Beat the egg in a bowl, add the sugar and salt and mix in. Don't beat any air into the mixture.
Add the flour and mix it in. Before it's completely incorporated, add 1/3 of the milk and mix. Add the rest of the milk and mix again. Add the butter little by little as you mix the milk in.
Pass the batter through a sieve, cover with plastic and rest in the refrigerator for at least an hour.
Mix up the batter. Heat oil in a frying pan, and wipe out the excess oil. Spread the batter around the bottom of the frying pan rapidly while tilting it, and cook the crepe over high-medium heat.
When the edge has browned, put the frying pan on a moistened kitchen towel and let the crepe continue cooking with the residual heat. This prevents it from burning.
When the outside of the crepe starts to brown, flip it over using a palette knife and your hands.
Stack up the cooked crepes on an inverted bowl. Keep cooking the crepes.
When the last crepe is cooked, put it on a plate, and let it cool before wrapping in plastic and storing.
Refer to Recipe ID: 1046752 "Smooth, Crispy, Fluffy Mille Crêpes" to make a "mille-feuille" or multi-layered crepe. Double the amount of batter in this recipe.
Story Behind this Recipe
I didn't want to make crepes that taste good when they're freshly made but turn inedible the next day.
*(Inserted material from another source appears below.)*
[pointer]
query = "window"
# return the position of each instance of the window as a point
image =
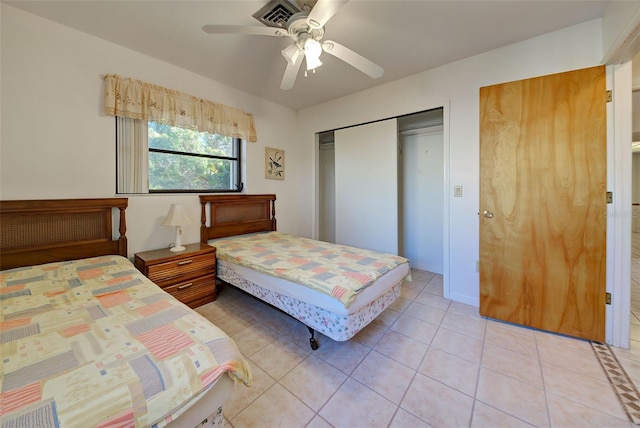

So my aim was to create a recipe that only used everyday ingredients, that was easy to make, and resulted in crepes that taste great even after a day.
If you rest the batter overnight, the gluten in the flour will settle down and the crepes will become even more flexible and less likely to rip. If you are going to use the crepes in a sweet dish, add a little vanilla oil or essence. If you cook the crepes over low heat the crepe will turn tough and less flexible, so be careful. Please adjust the amount of sugar to taste.